Consider an epidemiological study of EMFs and childhood cancer.
The study looks at a certain number of specific children (for example
it might look at 200 children with cancer and compare them to 200
children without cancer). Suppose it finds a statistical association
between exposure to EMFs and cancer:
There is a statistical association in the study.
One reason for this might just be chance. Perhaps the 200 children,
just by chance, included more of the children exposed to EMFs. If
we chose a different 200 children, we wouldn’t find the association.
The association in our study does not reflect a true association
in the population.
Another reason might be bias. Maybe the way we chose the children
meant we got more children with cancer exposed to EMFs, or we got
fewer comparison children exposed to EMFs. Or maybe there was some
systematic bias in the way we measured exposure. So the children
in our study are not representative of the whole population, and
the association in our study does not exist in the population. More
on bias in studies of EMFs.
But if neither of these applies, then:
There is a statistical association in the population.

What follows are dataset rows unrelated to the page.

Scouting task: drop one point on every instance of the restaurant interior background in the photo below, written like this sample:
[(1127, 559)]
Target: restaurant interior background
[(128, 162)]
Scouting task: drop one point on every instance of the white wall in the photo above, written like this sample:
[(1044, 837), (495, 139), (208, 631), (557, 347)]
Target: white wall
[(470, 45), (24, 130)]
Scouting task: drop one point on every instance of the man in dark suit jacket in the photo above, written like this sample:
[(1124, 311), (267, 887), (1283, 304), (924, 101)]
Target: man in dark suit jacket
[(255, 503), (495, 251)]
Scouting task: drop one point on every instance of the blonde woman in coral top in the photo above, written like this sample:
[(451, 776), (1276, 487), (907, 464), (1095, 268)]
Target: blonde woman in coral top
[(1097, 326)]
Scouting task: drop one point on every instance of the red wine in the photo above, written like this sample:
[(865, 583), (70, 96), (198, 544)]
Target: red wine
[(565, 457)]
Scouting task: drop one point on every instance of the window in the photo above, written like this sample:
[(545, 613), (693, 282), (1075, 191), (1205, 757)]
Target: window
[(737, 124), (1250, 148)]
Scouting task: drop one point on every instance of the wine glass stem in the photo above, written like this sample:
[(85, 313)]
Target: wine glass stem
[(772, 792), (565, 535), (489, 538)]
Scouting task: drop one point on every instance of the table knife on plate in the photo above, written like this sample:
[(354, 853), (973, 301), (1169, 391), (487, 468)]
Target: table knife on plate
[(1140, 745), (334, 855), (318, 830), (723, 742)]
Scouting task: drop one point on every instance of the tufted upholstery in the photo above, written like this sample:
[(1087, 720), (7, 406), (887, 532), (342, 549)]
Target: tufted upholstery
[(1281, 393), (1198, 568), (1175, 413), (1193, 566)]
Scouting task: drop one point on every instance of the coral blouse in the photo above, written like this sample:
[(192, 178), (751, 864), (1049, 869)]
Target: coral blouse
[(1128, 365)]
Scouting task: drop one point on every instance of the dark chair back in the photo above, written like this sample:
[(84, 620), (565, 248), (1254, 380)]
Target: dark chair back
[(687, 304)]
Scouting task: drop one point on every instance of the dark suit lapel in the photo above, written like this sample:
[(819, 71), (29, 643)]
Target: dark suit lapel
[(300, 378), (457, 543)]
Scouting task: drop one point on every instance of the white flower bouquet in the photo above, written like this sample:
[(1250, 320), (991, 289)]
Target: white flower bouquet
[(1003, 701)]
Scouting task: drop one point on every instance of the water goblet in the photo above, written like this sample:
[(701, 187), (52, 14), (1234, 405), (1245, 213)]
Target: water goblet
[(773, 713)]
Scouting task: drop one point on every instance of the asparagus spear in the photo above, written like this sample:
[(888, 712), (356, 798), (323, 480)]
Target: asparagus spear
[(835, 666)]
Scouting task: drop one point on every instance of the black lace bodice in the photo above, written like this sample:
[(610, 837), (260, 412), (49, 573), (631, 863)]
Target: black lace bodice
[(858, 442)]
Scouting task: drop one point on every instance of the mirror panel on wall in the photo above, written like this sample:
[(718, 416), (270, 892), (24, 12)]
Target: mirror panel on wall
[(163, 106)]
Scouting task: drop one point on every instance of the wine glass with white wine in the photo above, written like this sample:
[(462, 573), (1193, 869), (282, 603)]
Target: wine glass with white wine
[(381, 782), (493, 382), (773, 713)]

This still might not mean that EMFs cause cancer. There might be
something else in the environment – a factor X. Suppose X
causes childhood cancer. But suppose that the children who are exposed
to X are also exposed to EMFs. Then it would look as if cancer was
associated with EMFs, but this would be a side effect of X. This
is called “counfounding” and X is a “confounding
factor”.
But if there is no confounding, then:
There is a causal effect
Epidemiologists tend to approach a result in the order we’ve
laid it out here. They tend to look at a study which has found an
association, and accept it as establishing causation only if the
alternatives – chance, bias, confounding – don’t
seem likely.
Two things to note: some of these effects can work in either direction.
A bias in the measurements, for example, could often mean that the
study finds a smaller association than there really is. And there
doesn’t have to be just one of these in any one study, you
could have some of the association explained by chance and some
by bias, for example.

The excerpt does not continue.